Now onto the hosting.  This can seem a little nuts, but here’s what you need to know.  Since this article is for the novice, I’ll make an assumption that you’d like to use it for a blog or basic company site.  WordPress is the standard for this.  It’s an easy-to-use platform, especially for beginners.  I would highly recommend it, especially if you’re trying to get the most out of the least amount of work.  It is a blog by default, and there are thousands of themes that you can apply to your blog to make it look great.  The big draw is the way it allows you to edit your content and publish it.  No need for a Web Developer!

Choosing a hosting option can seem a little daunting, but keep it simple.  The basic option provided is not permanent, so I would recommend it.  If you ever need to upgrade, it’s something the support team can help you in doing.  As long as it states that it supports WordPress, that’s going to be your best bet.  If they have a one-click install of WordPress advertised for that hosting option, even better.  In fact I would highly recommend it.  The hosting providers mentioned all have this option.

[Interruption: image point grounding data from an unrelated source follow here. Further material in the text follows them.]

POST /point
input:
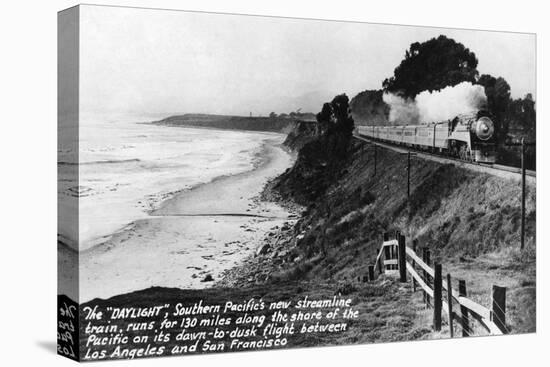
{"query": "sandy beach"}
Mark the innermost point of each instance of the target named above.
(192, 237)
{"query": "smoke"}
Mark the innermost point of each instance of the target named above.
(401, 109)
(436, 106)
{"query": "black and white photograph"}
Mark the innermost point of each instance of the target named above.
(231, 182)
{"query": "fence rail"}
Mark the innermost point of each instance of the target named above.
(395, 257)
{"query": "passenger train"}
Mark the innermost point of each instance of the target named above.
(470, 137)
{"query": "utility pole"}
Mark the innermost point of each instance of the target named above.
(523, 191)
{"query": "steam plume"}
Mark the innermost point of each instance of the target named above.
(436, 106)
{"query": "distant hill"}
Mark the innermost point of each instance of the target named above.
(274, 124)
(368, 108)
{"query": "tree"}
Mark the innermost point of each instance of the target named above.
(497, 91)
(432, 65)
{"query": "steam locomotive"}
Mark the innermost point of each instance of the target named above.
(470, 137)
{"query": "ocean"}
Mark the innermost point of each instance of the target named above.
(127, 169)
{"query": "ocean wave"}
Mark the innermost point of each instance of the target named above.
(107, 161)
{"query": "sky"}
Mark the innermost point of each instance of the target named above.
(139, 61)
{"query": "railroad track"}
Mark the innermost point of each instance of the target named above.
(493, 169)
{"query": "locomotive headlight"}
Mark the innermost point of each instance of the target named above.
(484, 128)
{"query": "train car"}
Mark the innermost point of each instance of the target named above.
(470, 137)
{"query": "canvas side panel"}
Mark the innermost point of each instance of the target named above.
(67, 182)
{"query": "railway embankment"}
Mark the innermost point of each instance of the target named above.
(469, 220)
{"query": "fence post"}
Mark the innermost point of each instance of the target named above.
(375, 159)
(428, 278)
(450, 304)
(437, 297)
(425, 275)
(498, 309)
(413, 263)
(402, 260)
(408, 174)
(463, 310)
(371, 273)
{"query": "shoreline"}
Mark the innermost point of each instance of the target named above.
(193, 237)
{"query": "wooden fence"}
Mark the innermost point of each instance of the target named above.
(397, 258)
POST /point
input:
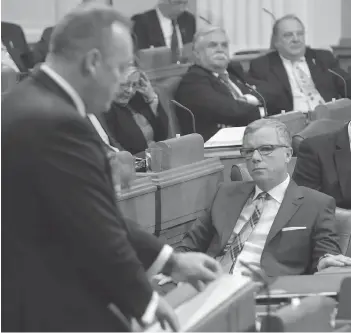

Once you’ve selected your domain name, and have selected a hosting plan, you’ll be good to go.  Once you’ve finalized payment, you should be able to login and see a dashboard (or homepage showing you options on your account).  You should see options where you can setup an email account (I’ll discuss this later) and also to install WordPress.  Go through the wizard, and you’ll quickly have it installed.

At this point your site should respond when typing in your domain name into the browser.  If it doesn’t, don’t worry yet.  It may take 24-48 hours for everything to work.  After which, it should be stylized to a default WordPress theme when it was installed.  More information about themes and WordPress options can be found at sites like WPBeginner.com.

It’s fairly easy to get going on a new site these days.  WordPress makes it super simple.  Even though it takes some “getting in there and figuring it out” time, you’ll find that having a site up and running in hours is pretty sweet.

Happy Coding!  Please feel free to ask me questions about any details I might’ve missed.  It’s what I live for!